When in the Warren House Inn, have a look at the photos on the walls from when they got snowed in (1973?) and the size of the snowdrifts.

My memory fails me but they were snowed in for something like 12 weeks


----------



## Spiritofherald (May 18, 2012)

Kev_n_Liz said:


> ... You might struggle on Kirkstone pass, busses only go so far, as there is a bad bend, not been up far enough the check, hopefully someone else can advise on that one, as we'd like to go up sometime.


It only might be a problem if you take the short route from Ambleside via 'The Struggle' (this is steep, narrow and twisty in places). If you stick to the A592 (?) to the south of Ambleside then you will be okay. Approaching from the north via Patterdale is also steep and twisty in places but is doable even in quite a large vehicle, but from the south would be my recommendation.


----------



## trevd01 (Oct 26, 2007)

If you have a pint in each of them on the A53, you will need a designated driver!

All dead easy to get to.


----------



## motormouth (Jul 3, 2010)

The roads leading to Tan Hill are no more than single tracks but plenty of passing places, just take care.
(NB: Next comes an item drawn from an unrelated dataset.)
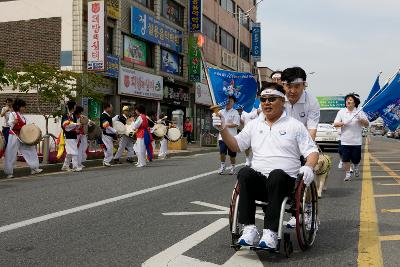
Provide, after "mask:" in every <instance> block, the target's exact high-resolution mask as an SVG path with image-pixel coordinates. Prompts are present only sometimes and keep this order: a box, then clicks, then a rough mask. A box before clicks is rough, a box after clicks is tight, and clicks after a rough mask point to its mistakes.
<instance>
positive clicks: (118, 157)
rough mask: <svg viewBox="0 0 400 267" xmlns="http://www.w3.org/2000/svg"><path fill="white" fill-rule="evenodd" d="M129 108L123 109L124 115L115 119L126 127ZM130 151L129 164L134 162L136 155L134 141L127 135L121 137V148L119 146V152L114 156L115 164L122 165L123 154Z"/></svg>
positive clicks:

Well worth it once you get there for the scenery and a great pub.


----------



## ceejayt (Nov 25, 2005)

Visited Tan Hill with our 30 footer no problem. They ate a donation in the bar to let you stay ver night. 

Amazing scenery


----------



## teemyob (Nov 22, 2005)

*pass*

I pass the Cat and Fiddle almost weekly. Shame the pub does not get more trade. I used to go there on my 125cc Suzuki back in the day!.

I would like to see if there are more pubs with a sea view and a stopever!

TM


----------